We also informed AVA’s border control that we were arriving so that someone was around to inspect Rusty when we landed. Important thing to note here is that the border control only opens till 10.30pm each day and is closed on Sundays and Public Holidays! This affected how we planned and booked our travel itinerary, kiasu us took into account plane delays, possible strikes (we traveled near Labor Day, May 1st) etc to make sure we arrived on an appropriate day and time.
7 Days To Go
As part of the requirement, we brought Rusty to the vet a week before we flew. The vet verified his microchip number, checked his overall health and administered oral and topical medications to prevent ticks and other parasites.

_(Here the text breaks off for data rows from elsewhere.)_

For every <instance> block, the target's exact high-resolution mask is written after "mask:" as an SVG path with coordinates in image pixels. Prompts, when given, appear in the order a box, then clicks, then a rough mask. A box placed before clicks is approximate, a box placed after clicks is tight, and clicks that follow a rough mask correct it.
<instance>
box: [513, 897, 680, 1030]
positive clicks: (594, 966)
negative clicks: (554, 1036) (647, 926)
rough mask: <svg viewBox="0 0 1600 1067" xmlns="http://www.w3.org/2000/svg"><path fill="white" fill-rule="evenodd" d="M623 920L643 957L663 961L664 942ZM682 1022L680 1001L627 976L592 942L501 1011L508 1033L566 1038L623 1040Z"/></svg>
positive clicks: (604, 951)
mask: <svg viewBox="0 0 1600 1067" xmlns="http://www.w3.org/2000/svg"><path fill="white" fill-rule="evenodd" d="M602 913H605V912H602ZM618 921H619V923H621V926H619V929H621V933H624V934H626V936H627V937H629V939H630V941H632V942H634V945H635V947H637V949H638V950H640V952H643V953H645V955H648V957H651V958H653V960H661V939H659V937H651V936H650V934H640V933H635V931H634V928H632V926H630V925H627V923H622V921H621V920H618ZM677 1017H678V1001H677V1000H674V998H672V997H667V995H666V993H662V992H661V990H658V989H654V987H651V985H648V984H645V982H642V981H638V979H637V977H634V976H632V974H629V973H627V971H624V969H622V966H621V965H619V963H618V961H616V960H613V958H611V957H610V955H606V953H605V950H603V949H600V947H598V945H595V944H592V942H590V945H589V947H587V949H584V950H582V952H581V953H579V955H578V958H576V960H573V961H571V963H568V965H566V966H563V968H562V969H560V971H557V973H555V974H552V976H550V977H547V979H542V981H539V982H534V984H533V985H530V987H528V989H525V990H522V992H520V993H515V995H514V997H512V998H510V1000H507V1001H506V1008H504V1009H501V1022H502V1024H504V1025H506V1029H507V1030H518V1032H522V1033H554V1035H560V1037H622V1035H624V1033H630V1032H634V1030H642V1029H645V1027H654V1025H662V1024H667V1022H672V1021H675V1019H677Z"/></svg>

Our vets from Bramer Animal Hospital were super professional, efficient and helpful! They must have done so many pet exports before that they knew exactly how to help and advice us. The very detailed health form/certificate that we had to provide to AVA was also impeccably filled and printed out when we arrived for our appointment. We just had to check that all was in order, get it signed by the vet and we were ready to go in a few short moments. It was also thanks to Bramer Animal Hospital that we found out that we didn’t have to drive to Wisconsin (I thought that was the nearest one) to get our forms authenticated by USDA-APHIS! There was an office in Des Plaines, Illinois, only a 30min drive away! The authentication was a requirement by AVA. There was no need to bring along the dog for this step.
Love to AVA
By now, you must think I have a super human brain for being able to remember all these deadlines and intricate processes to bring Rusty home. While the husband and I did go through a whiteboard process to visualize everything :D, we did have a lot of help from the AVA site. AVA provided a very very handy pet calculator that helps pets owners track every step and requirement according to timelines, as long as you know the date that your pet will land in Singapore. How cool is that?! The only bad thing I have to say is that I had to go to several different sites to apply for different licenses, book quarantine space and appointments. If there was an integrated system where everything could be seen at a glance, it would be perfect.
We spent probably $1,000, including airfare, different fees, vet visits, blood tests, vaccinations, quarantine costs to bring Rusty back to Singapore. But having him home safe and sound with us is priceless!